This beverage cooler was designed for horse-drawn wagons. It dates to the early part of 1879 and incorporates block ice and ventilation fans for optimum refrigeration.
Mobile Scissor Lifts…
In today’s worlds of manufacturing, construction, maintenance, and repair, the convenience of mobile scissor lifts continues to play a vital role. More secure than simple extension ladders and having an expanded work space, these rolling scaffolds are equipped for a multitude of uses. Even so, it’s a concept that’s been a part of American life for well over a century. In fact, the 1904 patent image below clearly shows the benefits of having an adjustable platform on wheels.
Built-in Tailgate Steps…
Those 21st century ‘step’ additions to the rear bumpers and tailgates of pickup trucks must be an overdue idea, right? I mean, climbing into the back of a truck bed can be hard on the back and knees, especially if you’re carrying a load. Well, back in the 1890's, the challenge was the same for our ancestors. As a result, having a collapsible step attached to a wagon’s end gate (tailgate) was an equally important idea to some folks. Take a look at the patent image below.

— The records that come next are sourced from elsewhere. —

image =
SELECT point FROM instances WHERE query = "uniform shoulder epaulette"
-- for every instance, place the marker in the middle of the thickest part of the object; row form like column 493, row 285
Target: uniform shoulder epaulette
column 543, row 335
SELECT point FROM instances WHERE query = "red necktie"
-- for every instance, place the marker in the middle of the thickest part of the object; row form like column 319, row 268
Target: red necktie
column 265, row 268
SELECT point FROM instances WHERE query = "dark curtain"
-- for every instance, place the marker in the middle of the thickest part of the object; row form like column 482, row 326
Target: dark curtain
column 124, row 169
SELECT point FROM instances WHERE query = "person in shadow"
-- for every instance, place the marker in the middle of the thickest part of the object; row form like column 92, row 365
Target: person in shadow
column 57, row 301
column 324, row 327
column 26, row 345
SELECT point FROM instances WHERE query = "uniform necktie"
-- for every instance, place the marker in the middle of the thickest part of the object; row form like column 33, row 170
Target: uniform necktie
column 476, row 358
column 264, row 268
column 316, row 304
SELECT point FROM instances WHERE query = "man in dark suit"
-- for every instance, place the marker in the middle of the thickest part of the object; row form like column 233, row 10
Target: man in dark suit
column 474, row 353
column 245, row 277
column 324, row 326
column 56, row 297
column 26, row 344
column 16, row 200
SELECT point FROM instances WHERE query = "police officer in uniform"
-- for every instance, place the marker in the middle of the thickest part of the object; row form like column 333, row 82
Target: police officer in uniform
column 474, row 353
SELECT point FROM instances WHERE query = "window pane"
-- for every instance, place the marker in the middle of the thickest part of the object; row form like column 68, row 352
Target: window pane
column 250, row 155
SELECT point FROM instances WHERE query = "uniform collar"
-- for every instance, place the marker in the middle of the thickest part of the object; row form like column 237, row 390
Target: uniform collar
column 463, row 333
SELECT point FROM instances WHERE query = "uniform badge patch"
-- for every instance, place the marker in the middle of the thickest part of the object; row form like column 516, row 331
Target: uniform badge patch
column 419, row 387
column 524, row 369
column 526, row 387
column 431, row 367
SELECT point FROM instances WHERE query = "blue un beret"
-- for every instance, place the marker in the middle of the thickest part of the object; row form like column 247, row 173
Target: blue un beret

It seems that the old adage about ‘the more things change, the more they stay the same,’ still has a lot of merit. As such, the early innovations I shared above are just a few of the ideas initiated during the world of wagons that have found their way into modern life. Twin axle steering control, fixed axle steering, leaf spring suspension, bead locks for wheels/tires, run-flat tires, convertible tops, vehicle fenders, dump bed designs, automatic brakes, and so many other concepts that were drawn up in the horse-drawn era remain as pertinent ideas today.
No matter how deceivingly simple it may appear, America’s first transportation industry and the specialized needs of wagons moving west created a world of innovation. It’s a legacy so strong that we're still benefiting from ideas born in the horse-drawn age.